Over the past few months, there has been some interesting to and fro in the letters section of Bluegrass Unlimited about the rising number of bluegrass bands without a fiddler (see postscript below). To be honest, up here in the Frozen North, where many folks come to bluegrass from Celtic music (an even more fiddle-based tradition) or classical training (ditto), I have not detected VFS (Vanishing Fiddler Syndrome) in our area. Banjos, on the other hand, seem to be on the endangered list. That’s right: banjos— for many the bedrock of bluegrass— appear to be an increasingly scarce commodity. We may well be in the midst of a Vanishing Banjo Syndrome outbreak and nobody seems to notice but Yers Truly. Somebody sound the alarm! Make some noise!! Wait a sec: how do you make a racket without banjos?
Not playing the banjo myself, the next best thing I can do to address the banjo shortage is to use this platform to champion five-string masters. I have done this over the past months with posts celebrating the work of Jens Kruger and Tony Trischka. Even so, judging by recent jams I’ve sampled, my efforts have done little to forestall the advance of VBS. Clearly, it’s time to up the ante. Suppose we lived in an alternate universe, one in which all bluegrass bands were required to be composed of no less than fifty percent banjos. What would that sound like? Have a listen…

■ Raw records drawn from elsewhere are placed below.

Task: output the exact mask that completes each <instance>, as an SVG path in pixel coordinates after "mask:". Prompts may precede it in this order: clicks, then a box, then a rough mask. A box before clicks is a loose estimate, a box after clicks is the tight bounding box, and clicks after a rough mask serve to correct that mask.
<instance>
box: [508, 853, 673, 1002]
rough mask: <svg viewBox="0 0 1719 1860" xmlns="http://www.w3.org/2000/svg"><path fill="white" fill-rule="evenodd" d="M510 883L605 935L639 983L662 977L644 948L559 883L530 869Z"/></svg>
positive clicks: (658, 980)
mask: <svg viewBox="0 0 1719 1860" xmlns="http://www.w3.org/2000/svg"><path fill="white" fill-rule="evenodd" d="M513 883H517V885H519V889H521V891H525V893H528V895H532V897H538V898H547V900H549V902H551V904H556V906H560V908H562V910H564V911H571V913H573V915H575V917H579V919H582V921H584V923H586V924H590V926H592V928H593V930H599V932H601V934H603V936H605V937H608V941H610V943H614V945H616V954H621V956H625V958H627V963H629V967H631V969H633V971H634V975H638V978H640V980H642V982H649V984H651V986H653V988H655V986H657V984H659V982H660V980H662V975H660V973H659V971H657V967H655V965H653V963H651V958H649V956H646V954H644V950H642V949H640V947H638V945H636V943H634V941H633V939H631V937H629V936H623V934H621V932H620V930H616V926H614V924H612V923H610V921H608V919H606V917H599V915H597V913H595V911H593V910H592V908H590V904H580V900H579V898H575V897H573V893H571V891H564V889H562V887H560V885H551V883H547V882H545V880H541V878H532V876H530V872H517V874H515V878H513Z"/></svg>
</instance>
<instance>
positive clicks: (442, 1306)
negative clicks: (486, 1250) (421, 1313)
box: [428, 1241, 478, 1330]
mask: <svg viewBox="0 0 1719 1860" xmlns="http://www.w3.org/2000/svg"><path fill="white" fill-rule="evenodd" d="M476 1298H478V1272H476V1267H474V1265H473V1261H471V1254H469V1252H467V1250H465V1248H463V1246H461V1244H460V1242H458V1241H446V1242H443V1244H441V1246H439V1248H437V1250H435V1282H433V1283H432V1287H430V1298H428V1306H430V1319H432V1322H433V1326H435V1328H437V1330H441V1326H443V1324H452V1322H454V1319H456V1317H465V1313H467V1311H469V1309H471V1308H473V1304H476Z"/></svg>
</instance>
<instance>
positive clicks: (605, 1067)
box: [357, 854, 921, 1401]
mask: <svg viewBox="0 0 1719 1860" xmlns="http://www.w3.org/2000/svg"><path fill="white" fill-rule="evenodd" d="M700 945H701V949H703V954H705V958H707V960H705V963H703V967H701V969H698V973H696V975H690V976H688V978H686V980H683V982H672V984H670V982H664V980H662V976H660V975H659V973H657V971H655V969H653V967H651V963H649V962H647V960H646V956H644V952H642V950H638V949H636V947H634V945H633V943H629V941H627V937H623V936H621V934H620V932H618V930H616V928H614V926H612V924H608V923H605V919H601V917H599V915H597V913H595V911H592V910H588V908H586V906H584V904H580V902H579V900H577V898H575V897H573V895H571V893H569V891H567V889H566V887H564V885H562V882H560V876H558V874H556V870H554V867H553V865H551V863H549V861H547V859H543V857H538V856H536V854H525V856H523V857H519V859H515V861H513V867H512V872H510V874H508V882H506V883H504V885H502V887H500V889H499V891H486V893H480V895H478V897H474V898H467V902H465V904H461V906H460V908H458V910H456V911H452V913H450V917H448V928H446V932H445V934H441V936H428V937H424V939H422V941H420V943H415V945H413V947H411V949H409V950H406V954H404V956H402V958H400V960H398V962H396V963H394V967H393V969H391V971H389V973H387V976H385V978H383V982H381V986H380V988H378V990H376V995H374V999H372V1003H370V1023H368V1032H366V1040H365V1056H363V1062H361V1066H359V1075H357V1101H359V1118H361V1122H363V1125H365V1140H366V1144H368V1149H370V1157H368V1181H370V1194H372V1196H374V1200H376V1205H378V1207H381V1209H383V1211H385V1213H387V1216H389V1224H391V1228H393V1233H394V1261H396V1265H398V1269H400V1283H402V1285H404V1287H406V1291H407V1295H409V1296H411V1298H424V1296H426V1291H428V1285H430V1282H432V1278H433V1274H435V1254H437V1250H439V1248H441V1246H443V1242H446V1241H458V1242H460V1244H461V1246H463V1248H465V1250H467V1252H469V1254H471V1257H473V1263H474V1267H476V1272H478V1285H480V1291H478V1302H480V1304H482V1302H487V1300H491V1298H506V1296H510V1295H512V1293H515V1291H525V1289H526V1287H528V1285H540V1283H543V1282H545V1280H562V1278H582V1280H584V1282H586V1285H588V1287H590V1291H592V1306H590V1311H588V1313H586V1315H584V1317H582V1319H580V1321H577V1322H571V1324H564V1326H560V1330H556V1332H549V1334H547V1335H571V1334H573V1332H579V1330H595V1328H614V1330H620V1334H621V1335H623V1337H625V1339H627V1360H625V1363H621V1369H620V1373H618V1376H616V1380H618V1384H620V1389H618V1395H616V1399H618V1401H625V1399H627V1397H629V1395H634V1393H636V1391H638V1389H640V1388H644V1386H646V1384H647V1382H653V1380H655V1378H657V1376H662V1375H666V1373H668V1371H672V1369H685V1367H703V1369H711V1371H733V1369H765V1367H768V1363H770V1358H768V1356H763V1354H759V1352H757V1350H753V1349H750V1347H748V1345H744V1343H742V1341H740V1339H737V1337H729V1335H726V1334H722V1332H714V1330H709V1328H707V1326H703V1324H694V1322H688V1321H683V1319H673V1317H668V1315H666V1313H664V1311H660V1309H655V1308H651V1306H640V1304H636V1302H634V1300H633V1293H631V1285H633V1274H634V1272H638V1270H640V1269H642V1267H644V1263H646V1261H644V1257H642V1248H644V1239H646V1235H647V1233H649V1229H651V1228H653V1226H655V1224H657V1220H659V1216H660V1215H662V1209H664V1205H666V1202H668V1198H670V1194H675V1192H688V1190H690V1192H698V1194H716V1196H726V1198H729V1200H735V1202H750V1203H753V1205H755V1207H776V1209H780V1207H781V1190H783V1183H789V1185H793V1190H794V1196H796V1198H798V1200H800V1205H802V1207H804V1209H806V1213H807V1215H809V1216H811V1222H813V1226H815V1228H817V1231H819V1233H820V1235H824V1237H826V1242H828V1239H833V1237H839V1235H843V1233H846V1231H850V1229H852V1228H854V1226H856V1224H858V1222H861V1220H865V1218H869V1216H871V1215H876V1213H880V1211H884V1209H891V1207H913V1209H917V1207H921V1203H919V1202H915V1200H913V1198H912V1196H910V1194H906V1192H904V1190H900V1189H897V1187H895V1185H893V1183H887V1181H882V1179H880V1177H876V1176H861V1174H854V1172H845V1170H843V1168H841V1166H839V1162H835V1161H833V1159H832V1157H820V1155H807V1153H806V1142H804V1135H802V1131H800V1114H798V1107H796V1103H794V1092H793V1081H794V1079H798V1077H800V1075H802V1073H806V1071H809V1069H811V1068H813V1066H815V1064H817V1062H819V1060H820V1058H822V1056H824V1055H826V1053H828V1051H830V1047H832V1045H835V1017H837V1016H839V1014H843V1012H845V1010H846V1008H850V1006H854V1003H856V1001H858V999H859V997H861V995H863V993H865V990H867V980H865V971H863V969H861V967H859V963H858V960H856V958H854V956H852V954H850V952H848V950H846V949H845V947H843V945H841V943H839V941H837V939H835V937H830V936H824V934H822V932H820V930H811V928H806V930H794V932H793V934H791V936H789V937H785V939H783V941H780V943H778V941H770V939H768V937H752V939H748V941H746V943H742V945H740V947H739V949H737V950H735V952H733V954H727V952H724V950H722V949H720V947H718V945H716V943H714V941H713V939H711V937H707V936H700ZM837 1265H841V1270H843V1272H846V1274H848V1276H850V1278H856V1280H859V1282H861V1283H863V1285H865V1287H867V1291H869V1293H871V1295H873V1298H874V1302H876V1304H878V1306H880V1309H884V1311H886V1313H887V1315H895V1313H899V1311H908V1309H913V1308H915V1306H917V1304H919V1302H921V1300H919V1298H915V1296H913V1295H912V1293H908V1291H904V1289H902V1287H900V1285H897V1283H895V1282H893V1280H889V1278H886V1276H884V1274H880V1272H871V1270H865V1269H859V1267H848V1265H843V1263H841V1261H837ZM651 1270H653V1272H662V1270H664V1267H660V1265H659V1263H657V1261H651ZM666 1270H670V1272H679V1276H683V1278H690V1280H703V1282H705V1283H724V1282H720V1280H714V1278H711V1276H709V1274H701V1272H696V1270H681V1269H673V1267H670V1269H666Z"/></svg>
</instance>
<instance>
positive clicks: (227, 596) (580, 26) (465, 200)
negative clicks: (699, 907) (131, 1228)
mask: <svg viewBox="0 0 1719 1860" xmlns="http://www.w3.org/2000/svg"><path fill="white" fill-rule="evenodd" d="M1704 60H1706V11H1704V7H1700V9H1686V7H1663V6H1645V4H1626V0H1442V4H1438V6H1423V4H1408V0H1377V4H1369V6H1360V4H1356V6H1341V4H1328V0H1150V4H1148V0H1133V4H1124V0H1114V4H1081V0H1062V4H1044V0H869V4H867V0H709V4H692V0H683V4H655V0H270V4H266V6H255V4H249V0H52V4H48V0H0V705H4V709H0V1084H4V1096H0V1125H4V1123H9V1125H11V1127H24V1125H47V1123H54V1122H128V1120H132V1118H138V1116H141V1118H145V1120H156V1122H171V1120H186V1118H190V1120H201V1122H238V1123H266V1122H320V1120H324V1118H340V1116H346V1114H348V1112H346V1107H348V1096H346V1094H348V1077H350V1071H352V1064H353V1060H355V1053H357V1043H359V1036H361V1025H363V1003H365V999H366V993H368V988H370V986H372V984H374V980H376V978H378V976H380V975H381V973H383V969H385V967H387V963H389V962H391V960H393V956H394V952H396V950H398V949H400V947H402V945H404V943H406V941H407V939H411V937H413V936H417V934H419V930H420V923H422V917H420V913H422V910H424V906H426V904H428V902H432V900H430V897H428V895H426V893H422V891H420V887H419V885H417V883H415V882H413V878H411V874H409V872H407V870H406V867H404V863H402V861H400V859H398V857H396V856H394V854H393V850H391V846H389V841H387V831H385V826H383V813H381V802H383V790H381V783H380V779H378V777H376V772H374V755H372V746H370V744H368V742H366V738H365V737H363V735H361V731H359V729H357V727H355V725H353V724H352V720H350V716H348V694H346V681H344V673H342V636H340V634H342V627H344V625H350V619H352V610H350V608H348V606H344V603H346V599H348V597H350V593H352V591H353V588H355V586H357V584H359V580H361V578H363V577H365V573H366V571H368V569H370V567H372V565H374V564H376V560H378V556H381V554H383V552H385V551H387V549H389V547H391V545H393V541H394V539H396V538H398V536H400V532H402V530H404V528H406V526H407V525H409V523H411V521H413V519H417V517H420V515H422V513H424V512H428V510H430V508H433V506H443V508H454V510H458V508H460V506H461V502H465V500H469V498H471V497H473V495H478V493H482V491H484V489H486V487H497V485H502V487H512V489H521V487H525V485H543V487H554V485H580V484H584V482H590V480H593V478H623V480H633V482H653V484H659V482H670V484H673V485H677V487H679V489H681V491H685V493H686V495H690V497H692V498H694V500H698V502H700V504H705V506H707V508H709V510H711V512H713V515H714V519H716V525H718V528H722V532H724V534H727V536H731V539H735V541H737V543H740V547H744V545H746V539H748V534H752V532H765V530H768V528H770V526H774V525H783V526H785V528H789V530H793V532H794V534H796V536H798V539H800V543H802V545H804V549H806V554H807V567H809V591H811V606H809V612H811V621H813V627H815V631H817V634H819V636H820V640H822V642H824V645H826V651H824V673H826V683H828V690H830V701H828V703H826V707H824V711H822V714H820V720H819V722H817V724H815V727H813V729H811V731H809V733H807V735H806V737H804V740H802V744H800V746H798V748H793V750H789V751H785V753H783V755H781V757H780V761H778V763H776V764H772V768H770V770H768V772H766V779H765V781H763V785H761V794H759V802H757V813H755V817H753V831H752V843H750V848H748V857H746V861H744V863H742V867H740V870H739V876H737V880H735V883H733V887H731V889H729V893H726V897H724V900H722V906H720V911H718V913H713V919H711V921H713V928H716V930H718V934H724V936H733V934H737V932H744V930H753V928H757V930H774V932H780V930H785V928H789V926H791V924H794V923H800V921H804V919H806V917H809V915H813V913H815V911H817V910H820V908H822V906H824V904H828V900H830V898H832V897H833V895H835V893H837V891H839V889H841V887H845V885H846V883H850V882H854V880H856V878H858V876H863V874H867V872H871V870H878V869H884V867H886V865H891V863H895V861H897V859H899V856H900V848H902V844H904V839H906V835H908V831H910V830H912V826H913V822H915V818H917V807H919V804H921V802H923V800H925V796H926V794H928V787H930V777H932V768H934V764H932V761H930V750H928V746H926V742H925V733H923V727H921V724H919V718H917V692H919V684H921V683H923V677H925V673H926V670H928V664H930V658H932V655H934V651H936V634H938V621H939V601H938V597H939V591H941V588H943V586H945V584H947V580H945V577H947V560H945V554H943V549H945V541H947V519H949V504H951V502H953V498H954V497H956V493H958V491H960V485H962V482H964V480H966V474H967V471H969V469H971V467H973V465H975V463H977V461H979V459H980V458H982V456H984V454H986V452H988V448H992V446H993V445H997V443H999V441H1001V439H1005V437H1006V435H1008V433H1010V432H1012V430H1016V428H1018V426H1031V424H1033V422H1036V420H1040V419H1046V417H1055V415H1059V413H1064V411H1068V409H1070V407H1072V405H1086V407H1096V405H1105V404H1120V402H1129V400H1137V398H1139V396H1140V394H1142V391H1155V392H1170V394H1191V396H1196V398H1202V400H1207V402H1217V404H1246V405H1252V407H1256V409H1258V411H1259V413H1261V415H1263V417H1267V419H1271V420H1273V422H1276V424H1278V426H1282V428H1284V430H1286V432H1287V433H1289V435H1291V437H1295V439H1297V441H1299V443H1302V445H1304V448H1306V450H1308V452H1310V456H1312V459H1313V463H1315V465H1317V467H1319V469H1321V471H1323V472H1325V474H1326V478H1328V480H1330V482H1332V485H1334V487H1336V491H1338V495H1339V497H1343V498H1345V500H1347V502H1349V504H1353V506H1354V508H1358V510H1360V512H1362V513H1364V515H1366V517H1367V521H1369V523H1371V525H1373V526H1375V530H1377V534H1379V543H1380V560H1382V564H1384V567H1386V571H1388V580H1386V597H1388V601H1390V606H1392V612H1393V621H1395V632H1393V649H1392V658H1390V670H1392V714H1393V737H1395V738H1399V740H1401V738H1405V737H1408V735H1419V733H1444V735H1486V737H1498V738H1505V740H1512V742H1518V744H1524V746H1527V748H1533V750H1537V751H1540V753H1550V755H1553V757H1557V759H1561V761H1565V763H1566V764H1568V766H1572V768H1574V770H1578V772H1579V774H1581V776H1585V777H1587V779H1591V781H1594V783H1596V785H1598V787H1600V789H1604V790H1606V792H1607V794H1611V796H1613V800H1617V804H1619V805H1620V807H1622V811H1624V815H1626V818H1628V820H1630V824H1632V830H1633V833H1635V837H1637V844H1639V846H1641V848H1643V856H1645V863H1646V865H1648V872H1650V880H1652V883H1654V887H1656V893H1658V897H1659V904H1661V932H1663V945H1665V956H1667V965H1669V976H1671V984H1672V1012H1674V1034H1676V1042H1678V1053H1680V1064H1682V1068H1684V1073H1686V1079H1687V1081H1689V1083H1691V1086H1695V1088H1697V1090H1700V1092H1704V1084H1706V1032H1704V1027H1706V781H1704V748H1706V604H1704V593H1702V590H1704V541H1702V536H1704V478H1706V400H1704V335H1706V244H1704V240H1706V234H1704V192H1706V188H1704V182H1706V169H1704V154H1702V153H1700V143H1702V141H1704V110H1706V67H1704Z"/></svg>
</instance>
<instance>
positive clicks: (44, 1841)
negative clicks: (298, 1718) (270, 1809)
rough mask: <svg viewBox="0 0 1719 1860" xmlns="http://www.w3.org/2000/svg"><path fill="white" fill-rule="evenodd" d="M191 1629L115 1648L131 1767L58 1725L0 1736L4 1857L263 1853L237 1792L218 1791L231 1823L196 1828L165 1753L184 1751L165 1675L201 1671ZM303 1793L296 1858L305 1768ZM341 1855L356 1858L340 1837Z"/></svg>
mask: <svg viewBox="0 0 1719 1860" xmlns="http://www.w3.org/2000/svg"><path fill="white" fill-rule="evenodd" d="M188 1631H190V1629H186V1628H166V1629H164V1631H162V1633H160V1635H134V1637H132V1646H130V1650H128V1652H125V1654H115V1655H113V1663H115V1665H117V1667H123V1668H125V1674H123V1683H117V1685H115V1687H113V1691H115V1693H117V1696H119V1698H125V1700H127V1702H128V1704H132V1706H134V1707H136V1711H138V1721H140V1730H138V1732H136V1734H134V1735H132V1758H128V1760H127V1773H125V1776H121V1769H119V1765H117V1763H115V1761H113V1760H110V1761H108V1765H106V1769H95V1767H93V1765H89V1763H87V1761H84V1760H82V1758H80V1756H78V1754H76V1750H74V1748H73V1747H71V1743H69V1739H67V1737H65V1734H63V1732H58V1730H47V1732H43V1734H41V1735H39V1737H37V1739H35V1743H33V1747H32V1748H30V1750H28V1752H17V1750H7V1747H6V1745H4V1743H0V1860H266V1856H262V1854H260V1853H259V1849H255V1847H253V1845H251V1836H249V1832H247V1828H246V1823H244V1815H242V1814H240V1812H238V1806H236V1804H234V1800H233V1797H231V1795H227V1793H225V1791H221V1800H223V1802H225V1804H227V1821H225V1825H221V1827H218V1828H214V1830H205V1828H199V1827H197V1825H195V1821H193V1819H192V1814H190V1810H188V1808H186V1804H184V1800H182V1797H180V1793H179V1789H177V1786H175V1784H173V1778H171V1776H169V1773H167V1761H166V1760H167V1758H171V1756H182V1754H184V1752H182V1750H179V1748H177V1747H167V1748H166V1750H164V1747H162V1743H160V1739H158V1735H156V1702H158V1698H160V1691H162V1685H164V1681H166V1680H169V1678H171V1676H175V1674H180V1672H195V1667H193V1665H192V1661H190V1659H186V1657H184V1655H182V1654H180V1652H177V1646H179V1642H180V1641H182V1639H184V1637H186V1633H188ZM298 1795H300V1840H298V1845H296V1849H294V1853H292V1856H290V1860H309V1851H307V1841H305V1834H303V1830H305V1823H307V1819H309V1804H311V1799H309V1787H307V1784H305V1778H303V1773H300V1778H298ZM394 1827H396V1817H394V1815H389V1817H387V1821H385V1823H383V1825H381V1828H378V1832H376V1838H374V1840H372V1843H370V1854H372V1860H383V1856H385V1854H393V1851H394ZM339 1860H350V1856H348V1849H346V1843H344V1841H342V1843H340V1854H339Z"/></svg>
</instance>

That is Hot Mustard, the New England bluegrass outfit whose motto is “Two banjos, no waiting!” As I recounted in my previous showcase entry on the group, I heard Hot Mustard before I set eyes on them, and so natural and integrated was their sound that it was only after watching them perform for a while that I noticed the unusual line-up: two banjos, guitar and bass. As they ably demonstrate, given the right degree of taste and control, you can’t have too much of a good thing. And for those of you concerned about VFS, Bill Jubett occasionally puts down his banjo and plays some fiddle, too.
This video features one of the greatest banjo tunes, “Clinch Mountain Backstep.” The quirk that sets it apart from a gazillion other instrumental numbers is the extra beat that gets thrown in halfway through the B part, a feature that makes it what is sometimes called a “crooked” tune. The song was recorded as an instrumental by the Stanley Brothers way back in 1959, but as with much of the Stanley Brothers’ material, the melody sounds much older than that. Alan Jabbour, in his notes on the magisterial collection of fiddle tunes he collected from old time master Henry Reed, posits that “Clinch Mountain Backstep” is an adaptation of a nameless breakdown that Reed said was “old as the mountains.”
You can listen to Reed’s breakdown here and decide if you agree that it’s an antecedent to the Stanley Brothers’ tune. Whatever your verdict, I suspect you’ll agree that it’s the Stanleys’ version that has entered the bluegrass canon. Interestingly, Hot Mustard’s take on “Clinch Mountain Backstep” owes at least as much to Earl Scruggs banjo style as it does to that of Ralph Stanley. There was a time when Scruggs and Stanley defined two distinct approaches to the banjo, the former pioneering a hard-driving three-fingered technique while the latter held onto a sound anchored in the clawhammer tradition. In bringing a style derived more from Scruggs to “Clinch Mountain Backstep,” Hot Mustard’s dual banjoists, Bruce Stockwell and Bill Jubett, emphasize how much common ground there is in these various techniques.
For anyone familiar with the dozens of recorded versions of “Clinch Mountain,” the slow and spare vocal intro, written and sung by April Jubett, will come as a surprise. Those moody a cappella verses at the outset make the first salvo from Bill’s banjo sound like a clarion call. The tune gets even more of an adrenaline charge when Bill passes off to his mentor Bruce.
It all sounds great, which leads us back to the problem I raised at the outset: whither the banjers? Did somebody finally tell one too many banjo jokes? Folks, we didn’t mean it— come on back!
Yer Pal— Curly
P.S.— My favorite contribution to the VFS conversation in Bluegrass Unlimited so far was from John Mahoney of Strasburg, VA. In the September issue, Mahoney— who himself laments the disappearance of fiddlers from the scene— says that one explanation for the phenomenon given to him by bandleaders was that “fiddle players are idiots and hard to get along with.” I would beseech any of my fiddling brethren with anger management issues to keep in mind that these are not the views of Mr. Mahoney or Yers Truly.
P.P.S.— The traditional music site Mudcat Café has an old thread regarding the meaning of “backstep” as it applies to music or dance. The many clever thread participants are unable to verify that any maneuver from square dancing or other American folk dance idioms has an explicit connection to the Stanley Brothers’ famously “crooked” tune. I have also been unable to dig up any evidence that “backstep” applies to a particular type of tune, à la jig or reel. If anybody knows different, let us know!